A little over a week ago, Microsoft announced that it has partnered with various cybersecurity and telecom firms to disrupt the Trickbot botnet as part of a U.S. court order that it secured. The company stated that this botnet is quite advanced and uses malware-as-a-service model to infect consumer machines and IoT devices with ransomware. While the identities of the operators of Trickbot are currently unknown, Microsoft stated that it has been used both for individual criminal operations as well as nation-state objectives, making it even more dangerous with the U.S. presidential elections looming.
Today, the company has provided more details on how it has disrupted Trickbot's network and has outlined what it plans to do next.
In a blog post, Microsoft has claimed that as of October 18, it has eliminated 94% of Trickbot's critical operational infrastructure since it began its operation a few days ago. Out of 69 major Trickbot servers identified, 62 have already been taken down and the malicious actors operating this botnet have been struggling to add new infrastructure. Microsoft stated that these criminals set up 59 new servers and that the company has disabled all of them, bringing the eliminated servers tally to 120 out of 128.
The Redmond tech giant has noted that since this is an active operation and a painstaking process with action being taken from the opposing side as well, expect these figures to change regularly. However, the company does have three key takeaways from its work so far.
First and foremost, since securing its initial court order allowing it to disable core Trickbot infrastructure a few days ago, Microsoft has procured several other court orders to ensure that other components of the infrastructure are taken down as well in a legal manner, and the company will continue doing so until election day on November 3. It has also been working with its global partners and hosting providers who have shared key information about the botnet to uncover new command-and-control servers as well as compromised IoT devices. The company will continue working with ISPs to ensure that compromised devices in households and businesses are remediated so these do not cause further harm.
Secondly, Microsoft has noticed that the individuals operating Trickbot have been scrambling to set up new infrastructure and collaborate with other criminals to deploy malicious payload, and while this move is not as dangerous as Trickbot's native capabilities, it is still something to keep your guard up against. The company says that the purpose of this operation has always been to disrupt the botnet during peak election activity, so the fact that the operators have had to divert their attention elsewhere is certainly positive with respect to the operation's success.

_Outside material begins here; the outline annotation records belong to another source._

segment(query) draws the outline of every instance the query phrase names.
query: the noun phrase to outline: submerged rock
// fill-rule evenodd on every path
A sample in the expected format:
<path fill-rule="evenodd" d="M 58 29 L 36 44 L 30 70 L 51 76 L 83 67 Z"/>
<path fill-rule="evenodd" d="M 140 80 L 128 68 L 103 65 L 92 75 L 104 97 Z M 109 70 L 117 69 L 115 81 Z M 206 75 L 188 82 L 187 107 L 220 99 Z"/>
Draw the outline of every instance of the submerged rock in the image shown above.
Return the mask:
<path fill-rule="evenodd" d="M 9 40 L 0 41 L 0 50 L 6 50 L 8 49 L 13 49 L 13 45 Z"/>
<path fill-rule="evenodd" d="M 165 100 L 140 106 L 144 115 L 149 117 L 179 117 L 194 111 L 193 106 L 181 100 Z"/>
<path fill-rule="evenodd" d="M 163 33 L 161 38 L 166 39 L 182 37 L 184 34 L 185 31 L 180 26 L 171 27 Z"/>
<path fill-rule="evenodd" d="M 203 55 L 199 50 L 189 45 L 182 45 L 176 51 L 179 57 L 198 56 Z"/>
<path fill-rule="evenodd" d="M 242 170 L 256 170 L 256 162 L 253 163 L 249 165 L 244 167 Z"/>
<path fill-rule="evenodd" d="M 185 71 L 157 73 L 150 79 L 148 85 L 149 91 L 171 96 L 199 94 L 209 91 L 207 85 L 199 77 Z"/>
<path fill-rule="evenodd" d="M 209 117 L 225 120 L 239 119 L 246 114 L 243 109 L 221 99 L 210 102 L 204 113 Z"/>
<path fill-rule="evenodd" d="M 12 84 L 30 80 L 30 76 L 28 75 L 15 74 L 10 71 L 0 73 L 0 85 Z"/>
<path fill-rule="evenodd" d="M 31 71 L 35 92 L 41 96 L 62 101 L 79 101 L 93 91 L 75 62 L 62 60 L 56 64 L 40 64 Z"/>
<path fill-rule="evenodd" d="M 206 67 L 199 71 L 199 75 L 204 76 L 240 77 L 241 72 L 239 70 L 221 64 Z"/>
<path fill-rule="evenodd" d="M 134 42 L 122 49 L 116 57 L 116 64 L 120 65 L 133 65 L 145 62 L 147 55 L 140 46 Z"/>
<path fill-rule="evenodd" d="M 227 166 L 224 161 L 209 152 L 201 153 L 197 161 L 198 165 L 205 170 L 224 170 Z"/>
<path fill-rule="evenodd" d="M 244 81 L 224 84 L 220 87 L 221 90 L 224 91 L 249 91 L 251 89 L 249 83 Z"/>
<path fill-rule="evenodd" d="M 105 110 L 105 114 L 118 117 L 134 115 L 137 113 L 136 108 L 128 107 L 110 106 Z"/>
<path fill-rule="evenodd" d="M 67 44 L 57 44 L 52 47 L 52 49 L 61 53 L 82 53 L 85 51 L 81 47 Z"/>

Lastly, Microsoft says that its Digital Crimes Unit is well-versed and highly-trained in Trickbot's infrastructure and identifying malicious activities, and will continue to disrupt the botnet's operation in the coming weeks. It has established direct contact with local ISPs, telecom companies, and global partners who are monitoring and sharing information about Trickbot's activities 24/7. The company says:
We fully expect that Trickbot’s operators will continue looking for ways to stay operational, and we and our partners will continue to monitor them and take action. We encourage others in the security community who believe in protecting the elections to join the effort and share their intelligence directly with hosting providers and ISPs that can take Trickbot’s infrastructure offline. As this work continues, it will be important to focus on the collective impact to Trickbot’s capabilities between now and the election, rather than to focus on potentially misleading simplified snapshots from any single moment in time.
Microsoft has also recommended that people directly involved in the elections to utilize the company's tooling such as AccountGuard, Microsoft 365 for Campaigns, and Election Security Advisors to protect themselves from similar threats.